By Victor Graham
All stocks which are trading below $5 per share are known to be Penny Stocks. Because these prices are that low, these stocks are usually much more volatile that the average stocks, as a result of this most financial advisors and long-term investors will suggest that the average trader should avoid penny stock trading.
Past performance has shown that although some of these stocks may produce spectacular gains in a short period of time, they are also notorious to even completely disappear from the market altogether, at the blink of an eye.
The general belief by most financial advisors is that stocks which are trading at such a low price are usually more likely to lose their listing on the exchange because of the instability of the company financial status. Consequently, most prudent investors will suggest that penny stock trading is very risky to the average person.
Tips For Investing In Penny Stock Trading
Tip # 1: In order to be extremely cautious, the first thing you should do before investing in penny stocks is to carefully check the trade volume history. This is extremely important because you always want to be sure that you can easily get rid of your trade as easily as you got in. As you will agree, regardless of how promising any trade my look, if the volume is thin, you may have a difficult time selling your position.
Tip #2: You need to be aware of fraudulent activities or scams with these companies which are usually smaller than the average company. The penny stock trading arena is known to be affected by more scams than the normal trading industry, mainly because some of these smaller companies are not required to provide transparent financial records. As a result of this, every effort should be made to only invest in companies within the NASDAQ who are all required to provide their financial records.
Tip #3: It is very prudent that together with your getting in a trade plan, you also need to have a getting out of your trading plan, as opposed to simply relying on your emotions. This is critical because experience have shown that it usually may be much more difficult to get rid of your trade when investing in penny stock trading.
Tip #4: Never, never put all your eggs in the same basket!
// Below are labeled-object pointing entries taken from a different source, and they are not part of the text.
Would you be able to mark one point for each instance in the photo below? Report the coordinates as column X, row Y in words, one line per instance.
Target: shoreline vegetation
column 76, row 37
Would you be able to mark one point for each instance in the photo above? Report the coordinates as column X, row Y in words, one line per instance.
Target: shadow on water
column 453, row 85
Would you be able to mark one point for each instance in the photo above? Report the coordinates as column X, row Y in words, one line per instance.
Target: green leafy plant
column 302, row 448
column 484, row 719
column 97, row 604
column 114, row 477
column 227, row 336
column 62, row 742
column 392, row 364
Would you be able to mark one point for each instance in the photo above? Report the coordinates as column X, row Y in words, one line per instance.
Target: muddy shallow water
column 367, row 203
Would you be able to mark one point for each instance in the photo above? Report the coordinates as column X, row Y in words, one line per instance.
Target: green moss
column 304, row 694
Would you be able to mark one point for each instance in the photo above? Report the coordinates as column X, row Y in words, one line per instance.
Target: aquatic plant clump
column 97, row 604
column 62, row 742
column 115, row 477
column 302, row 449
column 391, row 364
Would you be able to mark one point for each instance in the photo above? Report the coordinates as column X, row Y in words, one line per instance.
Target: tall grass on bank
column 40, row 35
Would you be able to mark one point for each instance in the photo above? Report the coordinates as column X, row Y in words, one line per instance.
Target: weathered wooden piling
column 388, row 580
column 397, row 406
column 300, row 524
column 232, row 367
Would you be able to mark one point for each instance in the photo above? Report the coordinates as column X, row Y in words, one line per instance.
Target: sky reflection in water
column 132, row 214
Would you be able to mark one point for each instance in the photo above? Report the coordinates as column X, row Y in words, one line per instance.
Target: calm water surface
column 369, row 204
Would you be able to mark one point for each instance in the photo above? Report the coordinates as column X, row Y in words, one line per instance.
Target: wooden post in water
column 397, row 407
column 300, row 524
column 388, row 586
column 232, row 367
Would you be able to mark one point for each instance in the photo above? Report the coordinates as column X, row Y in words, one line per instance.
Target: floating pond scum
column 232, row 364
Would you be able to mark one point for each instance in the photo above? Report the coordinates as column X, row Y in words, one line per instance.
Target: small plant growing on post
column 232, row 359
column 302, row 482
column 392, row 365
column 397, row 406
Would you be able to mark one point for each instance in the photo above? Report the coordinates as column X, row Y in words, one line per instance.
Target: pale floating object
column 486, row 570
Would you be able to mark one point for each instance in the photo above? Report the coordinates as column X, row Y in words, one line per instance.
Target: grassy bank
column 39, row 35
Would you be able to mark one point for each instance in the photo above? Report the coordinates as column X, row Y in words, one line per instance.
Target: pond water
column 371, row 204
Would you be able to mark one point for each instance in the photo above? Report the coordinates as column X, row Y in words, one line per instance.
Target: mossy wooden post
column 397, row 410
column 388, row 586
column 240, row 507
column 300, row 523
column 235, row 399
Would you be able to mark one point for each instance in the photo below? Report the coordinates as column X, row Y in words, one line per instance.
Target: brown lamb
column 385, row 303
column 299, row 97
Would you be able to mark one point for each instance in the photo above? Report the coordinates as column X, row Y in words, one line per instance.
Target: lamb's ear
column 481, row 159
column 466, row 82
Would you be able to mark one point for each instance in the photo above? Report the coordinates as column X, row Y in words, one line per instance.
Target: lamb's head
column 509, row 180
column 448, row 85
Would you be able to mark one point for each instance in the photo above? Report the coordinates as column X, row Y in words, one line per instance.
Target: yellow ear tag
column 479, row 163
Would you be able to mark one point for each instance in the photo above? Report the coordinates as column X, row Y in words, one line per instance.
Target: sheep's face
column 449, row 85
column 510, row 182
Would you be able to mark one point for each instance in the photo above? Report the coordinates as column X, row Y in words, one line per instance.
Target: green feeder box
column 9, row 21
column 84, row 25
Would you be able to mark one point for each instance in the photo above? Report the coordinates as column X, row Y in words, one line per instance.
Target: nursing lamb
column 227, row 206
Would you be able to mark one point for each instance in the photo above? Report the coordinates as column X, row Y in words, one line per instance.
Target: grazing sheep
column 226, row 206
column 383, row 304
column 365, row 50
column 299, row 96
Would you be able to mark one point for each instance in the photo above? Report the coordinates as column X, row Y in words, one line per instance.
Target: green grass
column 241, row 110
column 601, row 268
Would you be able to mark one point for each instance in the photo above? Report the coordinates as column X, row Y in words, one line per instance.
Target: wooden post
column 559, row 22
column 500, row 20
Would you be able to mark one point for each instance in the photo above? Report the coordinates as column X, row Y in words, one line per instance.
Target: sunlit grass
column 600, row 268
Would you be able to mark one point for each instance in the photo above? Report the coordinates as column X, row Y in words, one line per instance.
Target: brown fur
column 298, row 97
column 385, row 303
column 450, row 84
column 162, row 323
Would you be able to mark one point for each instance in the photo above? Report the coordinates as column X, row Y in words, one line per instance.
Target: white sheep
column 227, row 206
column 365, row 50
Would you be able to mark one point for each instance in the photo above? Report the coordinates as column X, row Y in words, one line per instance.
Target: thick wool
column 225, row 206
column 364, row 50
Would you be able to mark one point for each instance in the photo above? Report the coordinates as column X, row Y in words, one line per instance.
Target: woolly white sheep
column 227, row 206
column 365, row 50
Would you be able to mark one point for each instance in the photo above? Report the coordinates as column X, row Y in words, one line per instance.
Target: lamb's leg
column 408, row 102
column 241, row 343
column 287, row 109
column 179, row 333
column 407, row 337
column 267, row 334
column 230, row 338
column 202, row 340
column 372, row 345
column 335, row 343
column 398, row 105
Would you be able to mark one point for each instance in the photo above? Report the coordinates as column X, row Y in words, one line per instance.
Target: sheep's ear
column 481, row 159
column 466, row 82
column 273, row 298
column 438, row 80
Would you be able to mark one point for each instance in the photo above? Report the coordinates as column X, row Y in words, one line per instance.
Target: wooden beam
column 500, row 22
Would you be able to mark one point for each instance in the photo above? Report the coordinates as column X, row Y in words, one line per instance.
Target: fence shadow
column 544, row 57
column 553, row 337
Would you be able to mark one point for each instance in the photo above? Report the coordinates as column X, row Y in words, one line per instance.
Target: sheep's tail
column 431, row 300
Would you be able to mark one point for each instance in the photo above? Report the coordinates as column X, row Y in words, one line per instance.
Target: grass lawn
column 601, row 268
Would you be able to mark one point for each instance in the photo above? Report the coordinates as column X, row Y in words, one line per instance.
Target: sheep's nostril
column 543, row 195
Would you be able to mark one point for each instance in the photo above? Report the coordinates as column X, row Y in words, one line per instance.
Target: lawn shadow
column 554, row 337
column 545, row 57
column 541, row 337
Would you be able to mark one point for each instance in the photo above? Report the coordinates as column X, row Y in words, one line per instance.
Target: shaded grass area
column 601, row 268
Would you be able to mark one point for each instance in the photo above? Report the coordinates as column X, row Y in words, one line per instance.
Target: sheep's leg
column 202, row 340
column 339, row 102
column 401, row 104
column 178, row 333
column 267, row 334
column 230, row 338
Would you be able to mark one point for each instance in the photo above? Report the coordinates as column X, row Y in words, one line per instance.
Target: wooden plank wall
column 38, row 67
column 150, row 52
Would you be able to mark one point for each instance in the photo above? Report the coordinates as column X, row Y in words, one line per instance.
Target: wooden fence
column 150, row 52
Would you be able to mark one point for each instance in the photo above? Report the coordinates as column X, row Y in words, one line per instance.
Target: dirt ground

Again this can easily be the symptoms of the highly emotional trader. But you must understand that most unsuccessful traders are those who are victims of emotions, rather than the successful trader who has a solid penny stock trading plan.
You should never place a high percentage of your portfolio in any one trade, regardless of how great the trade may appear to be initially. You must remember the high volatility of penny stocks. Most prudent and successful traders will suggest that you only invest 10% of your portfolio on every trade you get into.
Tip #5: The successful trader is also one with a high degree of discipline, especially when it comes to knowing how much one can lose and should lose on any one trade. Please keep in mind the high degree of volatility which is common in penny stock trading, and as a rule you want to be sure you are in the winners circle, by keeping a close tab on how much you can afford to lose on any one trade.
Tip #6: If you do not understand the functions of any company, or how their financial profitability is enhanced, you are better off to avoid that company, unless you have a successful and professional advisor whom you can trust and depend on. Quite frankly unless you are quite experienced in the market, it usually is very difficult to fully understand most companies product, service and or financial evaluation and possible profit feasibility, in the future.